No vio a los policías militares, pero sí escuchó la desgarradora advertencia de su madre. Las punteras de unas botas brillantes rozaron las de sus Nike astrosas. Adson no entendió las palabras que vociferaron, diluidas en el estruendo de una detonación cuyo ruido conquistó todos los rincones de la favela.
Doblado sobre sí mismo, sangrando, pasó por debajo de las piernas abiertas de un agente y echó a correr. Le dolía el aire, le dolía la vida en el pecho. Sus Nike pisaban desechos y vertidos, pero corrían, azules y blancas, esquivando niños harapientos, recorriendo pasajes laberínticos, con el lamento de su madre pegado a los talones.

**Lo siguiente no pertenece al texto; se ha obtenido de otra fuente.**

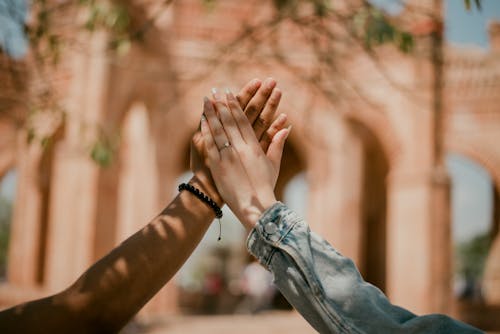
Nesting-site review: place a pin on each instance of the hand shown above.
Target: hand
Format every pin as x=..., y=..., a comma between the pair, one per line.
x=245, y=176
x=260, y=102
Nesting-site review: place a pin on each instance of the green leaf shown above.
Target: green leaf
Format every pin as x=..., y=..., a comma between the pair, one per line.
x=102, y=153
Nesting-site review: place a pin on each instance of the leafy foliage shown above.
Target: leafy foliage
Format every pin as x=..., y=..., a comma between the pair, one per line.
x=468, y=4
x=5, y=219
x=471, y=255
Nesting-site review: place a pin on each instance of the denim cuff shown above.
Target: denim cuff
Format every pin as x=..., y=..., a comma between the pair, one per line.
x=271, y=228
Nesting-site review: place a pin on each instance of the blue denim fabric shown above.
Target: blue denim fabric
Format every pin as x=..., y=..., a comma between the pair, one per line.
x=326, y=287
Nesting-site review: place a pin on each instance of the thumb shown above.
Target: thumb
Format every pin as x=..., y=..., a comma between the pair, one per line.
x=275, y=150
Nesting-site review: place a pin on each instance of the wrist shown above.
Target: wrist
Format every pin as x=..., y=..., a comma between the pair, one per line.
x=207, y=186
x=252, y=213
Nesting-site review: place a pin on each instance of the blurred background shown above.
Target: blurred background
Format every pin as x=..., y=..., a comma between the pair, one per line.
x=393, y=157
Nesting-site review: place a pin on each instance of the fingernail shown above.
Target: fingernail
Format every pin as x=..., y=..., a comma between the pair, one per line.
x=255, y=82
x=215, y=93
x=270, y=82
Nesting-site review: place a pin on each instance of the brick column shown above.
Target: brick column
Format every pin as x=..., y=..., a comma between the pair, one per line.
x=24, y=245
x=418, y=241
x=336, y=174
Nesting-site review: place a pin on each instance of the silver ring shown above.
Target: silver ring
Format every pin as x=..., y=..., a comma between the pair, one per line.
x=226, y=145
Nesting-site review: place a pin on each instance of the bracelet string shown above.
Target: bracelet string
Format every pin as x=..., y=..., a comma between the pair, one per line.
x=205, y=199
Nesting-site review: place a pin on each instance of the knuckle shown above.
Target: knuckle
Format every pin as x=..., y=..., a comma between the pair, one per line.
x=262, y=122
x=251, y=109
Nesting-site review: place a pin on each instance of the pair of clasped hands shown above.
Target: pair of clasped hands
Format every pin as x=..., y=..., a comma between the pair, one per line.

Adson ensuciaba el sueño olímpico, y el sistema, con su implacable método de limpieza, se desprendía de las manchas a golpe de gatillo.
Llegó al borde de la favela y cayó. Alguien se agachó a su lado.
—Tranquilo, muchacho.
—¿He ganado?
—Claro que sí.
—Han sido las zapatillas… Y no las robé…
Adson sintió el abrazo y cerró los ojos.
La miembro de Amnistía Internacional lo estrechó hasta que el chico cruzó la meta definitiva.